La tuberculose touche environ 10,7 millions de personnes chaque année et entraîne 1,2 million de décès. Elle représente un défi majeur pour la santé mondiale. Dans un contexte marqué par la réduction des financements internationaux et par des situations politiques et sécuritaires complexes, la continuité des soins est mise sous pression et fait peser un risque réel sur des années de progrès dans la prise en charge de la tuberculose, avec pour conséquence une augmentation de la propagation de la maladie et de sa mortalité.

Les efforts mondiaux pour réduire la tuberculose 

La tuberculose reste la maladie infectieuse la plus meurtrière au monde et figure parmi les dix principales causes de décès. Les chiffres les plus récents de l’OMS indiquent une très légère baisse du nombre de cas et de décès. Cette évolution positive témoigne des efforts des gouvernements et de l’importance des financements internationaux. 
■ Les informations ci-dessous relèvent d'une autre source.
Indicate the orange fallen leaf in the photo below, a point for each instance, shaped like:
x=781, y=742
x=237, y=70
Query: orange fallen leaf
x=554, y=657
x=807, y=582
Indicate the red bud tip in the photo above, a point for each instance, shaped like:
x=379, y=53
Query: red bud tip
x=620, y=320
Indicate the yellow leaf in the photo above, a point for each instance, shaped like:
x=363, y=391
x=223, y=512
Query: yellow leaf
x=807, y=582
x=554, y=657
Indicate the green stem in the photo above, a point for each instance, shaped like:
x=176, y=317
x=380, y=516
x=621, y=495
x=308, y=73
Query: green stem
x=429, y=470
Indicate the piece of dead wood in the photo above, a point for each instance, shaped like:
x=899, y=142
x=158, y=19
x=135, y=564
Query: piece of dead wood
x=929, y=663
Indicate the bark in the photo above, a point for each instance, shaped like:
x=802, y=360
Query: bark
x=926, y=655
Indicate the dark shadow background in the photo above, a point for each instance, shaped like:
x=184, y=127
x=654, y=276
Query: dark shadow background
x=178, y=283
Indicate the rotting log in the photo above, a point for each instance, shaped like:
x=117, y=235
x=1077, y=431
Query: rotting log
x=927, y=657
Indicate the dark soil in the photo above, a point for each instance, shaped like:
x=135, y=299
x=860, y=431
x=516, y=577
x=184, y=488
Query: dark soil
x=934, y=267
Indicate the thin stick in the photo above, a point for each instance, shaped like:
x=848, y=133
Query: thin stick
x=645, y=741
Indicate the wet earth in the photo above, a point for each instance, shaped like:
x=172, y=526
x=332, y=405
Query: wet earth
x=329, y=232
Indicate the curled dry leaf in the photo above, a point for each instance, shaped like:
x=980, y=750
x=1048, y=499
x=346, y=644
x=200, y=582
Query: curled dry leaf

Action Damien contribue activement à ces progrès, notamment par la recherche scientifique de nouveaux outils de diagnostic et de traitements plus efficaces, ainsi que par le soutien social et nutritionnel apporté aux familles touchées. Nos années d’expérience de terrain dans des contextes économiques et politiques difficiles constituent ici un atout majeur. 
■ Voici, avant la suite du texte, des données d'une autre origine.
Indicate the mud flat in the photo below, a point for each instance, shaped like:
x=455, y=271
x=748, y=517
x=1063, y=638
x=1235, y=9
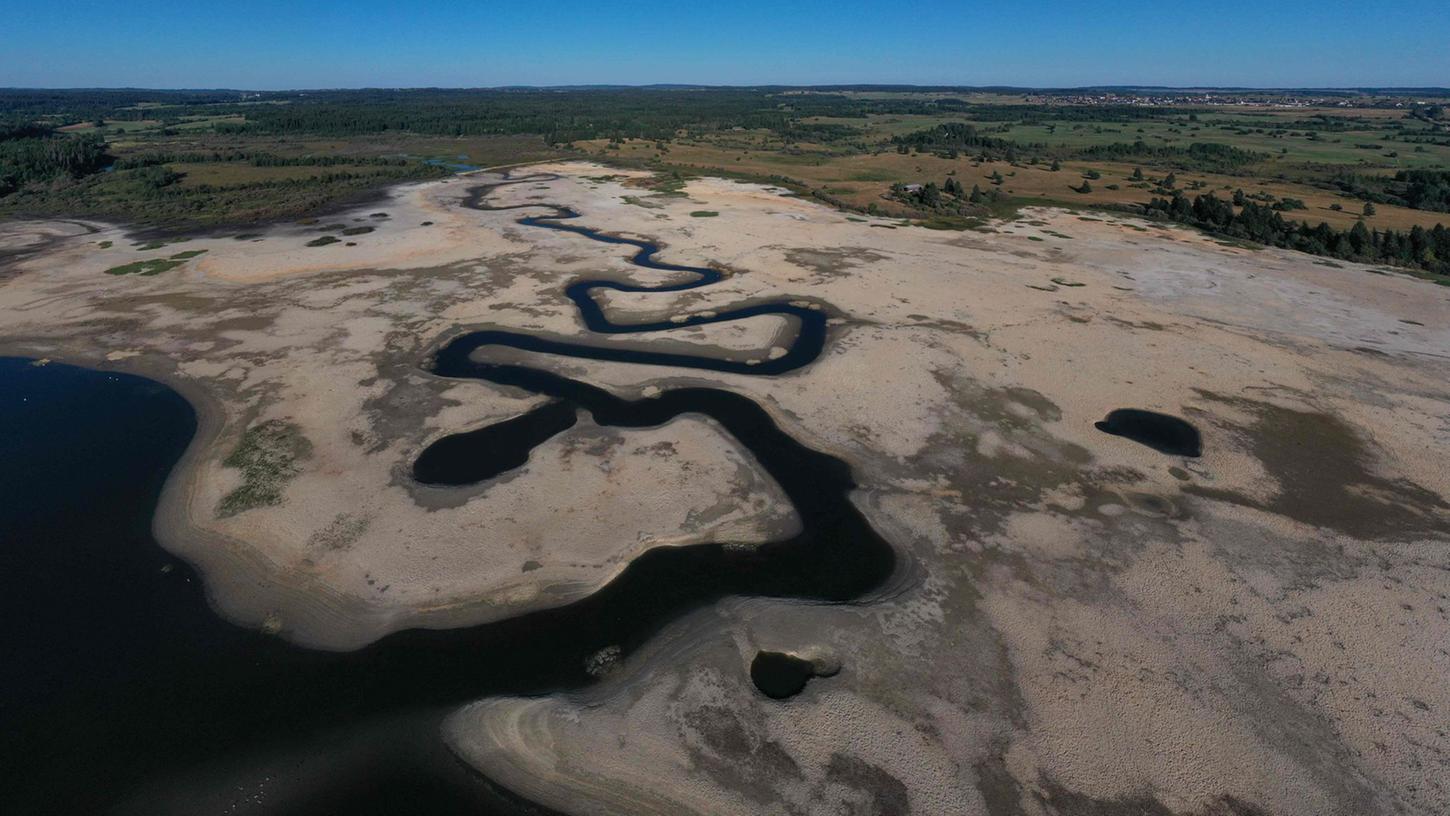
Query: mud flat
x=1076, y=622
Risque de 5 millions de cas de tuberculose supplémentaires 

En dépit de ces avancées prudentes, l’inquiétude prévaut aujourd’hui. À l’échelle mondiale, l’OMS met en garde contre le risque de recul de la mobilisation contre la tuberculose en raison de la diminution des financements publics, de l’instabilité géopolitique croissante et de résurgence des crises à l’échelle mondiale. Des projections prévoient que la réduction des financements entraîneront cinq millions de cas supplémentaires de tuberculose et deux millions de décès qui pourraient être évités entre 2025 et 2035. Les coupes budgétaires dans les soins de santé et de l’aide sociale menacent sérieusement les années de progrès dans la prise en charge de la tuberculose. 
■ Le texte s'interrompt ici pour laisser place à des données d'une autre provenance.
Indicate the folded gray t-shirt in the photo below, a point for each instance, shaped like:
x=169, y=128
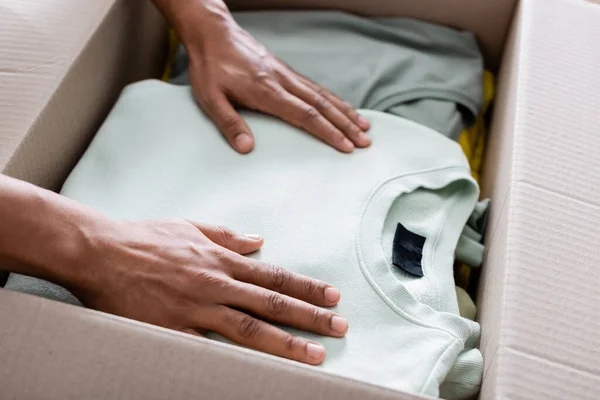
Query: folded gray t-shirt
x=424, y=72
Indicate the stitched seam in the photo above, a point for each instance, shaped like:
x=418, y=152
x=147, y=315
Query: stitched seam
x=362, y=264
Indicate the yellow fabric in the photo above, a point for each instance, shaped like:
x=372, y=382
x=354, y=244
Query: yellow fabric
x=472, y=140
x=171, y=54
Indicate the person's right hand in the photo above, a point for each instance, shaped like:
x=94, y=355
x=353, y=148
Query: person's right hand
x=192, y=278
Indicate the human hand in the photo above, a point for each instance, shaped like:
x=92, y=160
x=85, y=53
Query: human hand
x=191, y=277
x=229, y=67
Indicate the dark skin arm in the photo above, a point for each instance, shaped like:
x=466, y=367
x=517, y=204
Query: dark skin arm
x=174, y=273
x=228, y=68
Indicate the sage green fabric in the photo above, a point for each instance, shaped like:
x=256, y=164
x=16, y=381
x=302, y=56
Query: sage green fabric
x=424, y=72
x=325, y=214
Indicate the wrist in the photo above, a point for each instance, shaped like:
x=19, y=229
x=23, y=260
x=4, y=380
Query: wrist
x=46, y=235
x=193, y=20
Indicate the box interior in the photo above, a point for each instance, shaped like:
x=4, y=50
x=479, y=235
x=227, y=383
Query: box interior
x=536, y=297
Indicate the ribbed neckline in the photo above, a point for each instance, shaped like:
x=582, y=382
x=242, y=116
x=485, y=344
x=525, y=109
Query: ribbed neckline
x=374, y=264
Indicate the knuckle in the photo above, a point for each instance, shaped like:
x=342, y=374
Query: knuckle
x=317, y=316
x=309, y=115
x=351, y=128
x=347, y=108
x=248, y=327
x=224, y=233
x=276, y=303
x=291, y=342
x=209, y=278
x=279, y=277
x=219, y=254
x=309, y=287
x=321, y=103
x=230, y=123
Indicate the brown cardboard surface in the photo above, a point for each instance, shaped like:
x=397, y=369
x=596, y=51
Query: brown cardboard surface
x=57, y=351
x=537, y=301
x=488, y=19
x=539, y=291
x=62, y=65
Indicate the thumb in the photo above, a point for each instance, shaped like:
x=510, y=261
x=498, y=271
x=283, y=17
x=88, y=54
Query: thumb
x=229, y=122
x=225, y=237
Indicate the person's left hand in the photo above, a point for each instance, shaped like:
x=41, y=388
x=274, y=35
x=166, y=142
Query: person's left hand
x=229, y=67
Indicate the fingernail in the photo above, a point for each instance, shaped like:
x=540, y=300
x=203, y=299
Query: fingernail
x=332, y=295
x=315, y=351
x=362, y=120
x=348, y=144
x=243, y=142
x=339, y=324
x=364, y=138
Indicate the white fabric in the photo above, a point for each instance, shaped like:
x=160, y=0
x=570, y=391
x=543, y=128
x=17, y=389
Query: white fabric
x=323, y=213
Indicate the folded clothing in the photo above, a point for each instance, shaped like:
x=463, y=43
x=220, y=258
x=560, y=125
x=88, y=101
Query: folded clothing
x=424, y=72
x=328, y=215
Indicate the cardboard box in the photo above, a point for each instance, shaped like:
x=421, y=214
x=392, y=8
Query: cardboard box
x=62, y=64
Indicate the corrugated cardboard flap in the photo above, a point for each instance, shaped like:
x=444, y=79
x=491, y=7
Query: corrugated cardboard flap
x=541, y=310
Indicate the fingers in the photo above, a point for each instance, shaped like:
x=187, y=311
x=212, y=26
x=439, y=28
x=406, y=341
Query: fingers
x=317, y=98
x=292, y=109
x=230, y=123
x=225, y=237
x=251, y=332
x=280, y=280
x=287, y=311
x=192, y=332
x=340, y=104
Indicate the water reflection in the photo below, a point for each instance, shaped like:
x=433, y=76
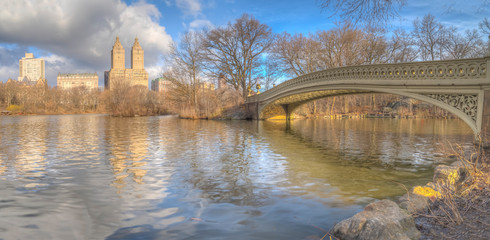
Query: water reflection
x=354, y=161
x=128, y=144
x=166, y=178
La tuberculose touche principalement les plus vulnérables 

La tuberculose sévit dans tous les pays du monde mais touche avant tout les personnes vivant dans des conditions de grande vulnérabilité. 90 % des cas se concentrent dans les pays à revenu faible et intermédiaire. La précarité des conditions de vie, la malnutrition et le manque d’hygiène affaiblissent le système immunitaire, augmentant ainsi le risque de développer la maladie. Divers obstacles sociaux et économiques – tels que le manque de ressources financières, l’isolement géographique ou le manque d’accès à l’information – font qu’ils n’ont que peu ou pas d’accès aux soins de santé.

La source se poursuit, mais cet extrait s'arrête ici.